5. Before/after diff — compare two test runs
After a release, you want to know what changed between two snapshots:
-- "Orders that changed status since the last snapshot"
SELECT o.id, o.status AS new_status, s.status AS previous_status
FROM orders o
JOIN orders_snapshot_yesterday s ON s.id = o.id
WHERE o.status <> s.status;The setup is more involved (you need a snapshot table or table copy), but the value compounds — diff queries are how you spot side-effects of a release.
Where SQL fits in your wider QA practice
- – API Testing Masterclass
- – API Testing with Postman
- – Verify every important POST/PATCH/DELETE with SQL
- – Cypress with TypeScript
- – Run SQL assertions inside Cypress tests
- – Check side-effects no UI assertion sees
- – Window functions in production reports
- – Indexing and EXPLAIN for slow queries
- – Database-per-service patterns
- Investigation: 'is this bug real?' –
- Test-data setup and teardown –
- Release-gate integrity sweeps –
- PM-readable reports –
Where to go next
A handful of natural follow-ups depending on where you're heading:
- API verification.
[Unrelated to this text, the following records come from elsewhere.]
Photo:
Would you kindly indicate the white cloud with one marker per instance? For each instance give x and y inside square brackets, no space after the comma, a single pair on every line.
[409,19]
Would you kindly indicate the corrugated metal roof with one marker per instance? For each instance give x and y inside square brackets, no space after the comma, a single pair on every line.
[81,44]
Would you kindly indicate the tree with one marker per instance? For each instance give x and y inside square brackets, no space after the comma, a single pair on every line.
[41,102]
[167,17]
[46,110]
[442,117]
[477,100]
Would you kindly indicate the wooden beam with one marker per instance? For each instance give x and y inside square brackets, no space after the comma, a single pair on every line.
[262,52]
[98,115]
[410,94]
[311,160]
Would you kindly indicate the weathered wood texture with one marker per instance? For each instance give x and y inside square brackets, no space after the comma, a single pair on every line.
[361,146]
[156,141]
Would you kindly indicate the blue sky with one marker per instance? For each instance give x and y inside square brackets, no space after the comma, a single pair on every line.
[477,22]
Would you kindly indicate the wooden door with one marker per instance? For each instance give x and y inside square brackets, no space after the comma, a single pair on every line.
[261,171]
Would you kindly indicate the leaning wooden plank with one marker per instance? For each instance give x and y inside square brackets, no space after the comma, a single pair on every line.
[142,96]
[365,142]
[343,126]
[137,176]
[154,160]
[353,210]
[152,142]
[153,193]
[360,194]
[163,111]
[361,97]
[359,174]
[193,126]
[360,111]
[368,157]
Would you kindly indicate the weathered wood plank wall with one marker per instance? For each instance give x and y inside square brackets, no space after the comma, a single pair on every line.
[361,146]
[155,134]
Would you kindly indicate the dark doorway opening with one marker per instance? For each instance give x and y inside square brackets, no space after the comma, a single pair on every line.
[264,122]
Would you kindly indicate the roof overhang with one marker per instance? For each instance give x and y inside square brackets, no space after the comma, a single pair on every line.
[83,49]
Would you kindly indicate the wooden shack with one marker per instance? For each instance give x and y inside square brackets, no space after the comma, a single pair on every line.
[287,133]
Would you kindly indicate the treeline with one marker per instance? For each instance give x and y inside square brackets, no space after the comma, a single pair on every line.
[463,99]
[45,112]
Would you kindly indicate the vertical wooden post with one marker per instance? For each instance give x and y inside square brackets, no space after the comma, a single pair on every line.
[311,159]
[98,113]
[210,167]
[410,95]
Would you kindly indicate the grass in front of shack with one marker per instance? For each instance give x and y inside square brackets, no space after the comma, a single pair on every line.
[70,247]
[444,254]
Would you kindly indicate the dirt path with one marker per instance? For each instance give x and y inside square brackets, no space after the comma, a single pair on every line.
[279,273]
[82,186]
API Testing Masterclass — and specifically its Data Integrity and Database Verification lesson — covers when database verification earns its keep, the patterns that make it cheap to maintain, and the cleanup strategies that scale to large suites.
- Postman + SQL. API Testing with Postman covers running Postman collections in CI; pair them with your SQL pack and you have a complete API/data verification flow.
- UI + SQL. Cypress with TypeScript — Cypress lets you call into Node code from a test, which means you can run SQL assertions alongside UI assertions. The combination is powerful.
- Manual QA workflows. Manual Software Testing — the test-design and risk-based-testing chapters tell you which parts of your application most deserve a SQL verification layer.
Your handover
If you've built the pack, run the queries against your data, and worked through the self-review, you have shipped a real QA artefact: a SQL test pack that seeds, verifies, integrity-checks, reports on, and cleans up an e-commerce database. The same pattern — five files, around 25 queries, the whole test lifecycle in one folder — applies to any data-backed application you'll ever test.
Take the pack with you. Adapt it to your real schema. The first time it catches a bug nobody else saw, you'll know exactly why testers learn SQL.